Libra had leaned in. “What’s your new last name?” she’d whispered with sweet champagne breath.

“Neil.”

“Spell it backwards.”

In spite of her own woozy booziness, Carol had sat up ramrod-straight. “Lien.”

“Right. Retenue? It means “retained,” or “held” in French. I’m held. You’re held. We’re all held, even our ancillaries and helpers. Our household staff. Our handlers and agents. Not everyone is a Second, but if you’ve signed on with the Company, you’d better do as they say.”

“Which is?”

“Write your mysteries. Refer as many new clients as you can. Be happy for your second chance.”

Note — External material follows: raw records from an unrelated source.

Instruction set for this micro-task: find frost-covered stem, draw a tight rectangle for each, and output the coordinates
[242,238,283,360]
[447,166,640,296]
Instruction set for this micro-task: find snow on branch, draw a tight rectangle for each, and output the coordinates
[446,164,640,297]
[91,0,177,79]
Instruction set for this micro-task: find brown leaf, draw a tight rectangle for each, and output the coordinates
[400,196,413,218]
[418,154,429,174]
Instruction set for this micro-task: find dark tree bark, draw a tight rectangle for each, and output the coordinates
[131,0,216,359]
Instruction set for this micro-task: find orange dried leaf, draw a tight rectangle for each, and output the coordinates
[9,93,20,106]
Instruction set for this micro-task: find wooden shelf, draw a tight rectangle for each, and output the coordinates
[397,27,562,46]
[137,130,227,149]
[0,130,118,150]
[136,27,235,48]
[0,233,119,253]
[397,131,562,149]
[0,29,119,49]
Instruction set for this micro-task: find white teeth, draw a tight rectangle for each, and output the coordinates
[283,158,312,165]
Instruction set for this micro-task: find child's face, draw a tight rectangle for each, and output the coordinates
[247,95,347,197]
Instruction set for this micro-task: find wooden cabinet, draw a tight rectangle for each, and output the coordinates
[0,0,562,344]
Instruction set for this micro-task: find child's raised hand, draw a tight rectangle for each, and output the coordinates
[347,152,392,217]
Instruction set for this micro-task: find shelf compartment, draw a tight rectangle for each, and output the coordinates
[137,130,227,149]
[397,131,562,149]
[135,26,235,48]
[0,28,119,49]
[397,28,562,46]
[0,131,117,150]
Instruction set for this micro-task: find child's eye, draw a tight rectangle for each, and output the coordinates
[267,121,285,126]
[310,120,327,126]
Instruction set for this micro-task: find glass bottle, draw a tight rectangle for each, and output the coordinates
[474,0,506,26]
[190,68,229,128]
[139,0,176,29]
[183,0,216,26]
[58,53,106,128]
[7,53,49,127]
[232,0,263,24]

“Well, I’m not,” Carol/Caitlin had nearly spat, “and I don’t believe you. Get off your knees, girl.”

Advertisements

Libra had. She’d also mouthed the word “please” before she’d left the party. How pathetic.

Carol had hung on a while longer, but no matter how hard she tried, Caitlin hadn’t taken hold for more than a few weeks at a time. In the middle of writing her third shopping-centered caper, “Everything Must Go. . .”

“This is your captain again. Landing in Los Angeles in ten minutes. LAX, ten minutes.”

Ten minutes more to dream. . .

In the middle of writing her third shopping-centered caper, “Everything Must Go,” the NYT-bestselling novelist had made her final decision. She’d return to LiKE/SECONDS/the Company/whatever it was called and be born once again. She’d get – thirds? Yeah. That was what she needed. Then she’d succeed.

She had to. She was no rich, white male asshole. She was an ordinary gal with extraordinary goals. She’d been hardworking, loyal, and kind to the people she’d known – her boss and coworkers. Who better than Carol Anne Nonager-turned-Caitlin Neil to achieve what almost no one could?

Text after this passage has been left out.